Der Abend begann mit Via Jikeli, die Berlin, dein Gesicht hat Sommersprossen aus Christian Weises Der Untertan aufführte. Später sang Jonas Dassler den Fledermaus-Aussterbelied, bevor sich die Gäste in eine nahegelegene Bar begaben. Dort diskutierten die Anwesenden bei einem Drink über die Veränderungen Berlins und seiner Bewohner – und fanden Trost in der vertrauten Atmosphäre, trotz des steten Wandels der Stadt.
Cem Özdemir, Ministerpräsident von Baden-Württemberg, hielt eine Rede zu Ehren von Shermin Langhoff. Diese bedankte sich ihrerseits mit kurzen Worten statt einer langen Ansprache. Das Programm umfasste zudem ein Konzert mit Ausschnitten aus jüngsten Produktionen, gefolgt von einer Feier zum Ausklang des Abends.

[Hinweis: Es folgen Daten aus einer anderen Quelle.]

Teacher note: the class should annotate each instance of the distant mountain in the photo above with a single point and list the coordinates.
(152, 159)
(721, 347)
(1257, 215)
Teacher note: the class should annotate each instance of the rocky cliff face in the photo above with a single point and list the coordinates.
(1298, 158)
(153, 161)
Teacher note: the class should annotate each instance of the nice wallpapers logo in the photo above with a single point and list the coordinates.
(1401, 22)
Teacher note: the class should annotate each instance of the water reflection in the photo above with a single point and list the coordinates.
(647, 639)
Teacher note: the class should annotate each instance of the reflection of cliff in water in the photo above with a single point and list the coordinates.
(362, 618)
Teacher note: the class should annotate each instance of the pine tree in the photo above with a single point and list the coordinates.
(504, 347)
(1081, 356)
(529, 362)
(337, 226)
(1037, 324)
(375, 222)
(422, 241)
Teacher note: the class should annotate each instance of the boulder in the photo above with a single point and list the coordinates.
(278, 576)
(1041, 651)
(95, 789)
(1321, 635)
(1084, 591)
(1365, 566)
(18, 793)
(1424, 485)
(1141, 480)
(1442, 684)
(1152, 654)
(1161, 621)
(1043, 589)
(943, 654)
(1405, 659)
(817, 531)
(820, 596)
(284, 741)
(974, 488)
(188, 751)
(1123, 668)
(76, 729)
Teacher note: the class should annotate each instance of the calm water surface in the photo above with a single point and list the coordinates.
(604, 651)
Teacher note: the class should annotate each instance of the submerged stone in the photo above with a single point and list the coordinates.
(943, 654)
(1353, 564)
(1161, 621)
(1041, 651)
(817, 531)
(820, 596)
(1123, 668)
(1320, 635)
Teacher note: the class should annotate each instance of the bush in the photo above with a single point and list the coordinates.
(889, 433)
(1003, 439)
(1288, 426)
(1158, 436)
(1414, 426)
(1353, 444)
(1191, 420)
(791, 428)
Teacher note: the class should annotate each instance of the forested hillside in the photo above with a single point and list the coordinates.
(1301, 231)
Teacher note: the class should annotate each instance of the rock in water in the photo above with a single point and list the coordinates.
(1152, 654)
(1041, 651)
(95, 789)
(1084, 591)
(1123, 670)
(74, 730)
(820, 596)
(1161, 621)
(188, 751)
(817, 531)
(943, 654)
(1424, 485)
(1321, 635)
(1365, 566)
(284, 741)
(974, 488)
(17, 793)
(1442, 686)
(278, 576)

Der Abschiedsabend des Gorki-Theaters unterstreicht den Übergang in eine neue künstlerische Phase. Das postmigrantische Theater, längst fester Bestandteil des kulturellen Kanons, wird auch künftig prägend bleiben. Derweil hat sich der Preis für ein Hausbier in der Stammkneipe in den letzten zwölf Jahren verdoppelt.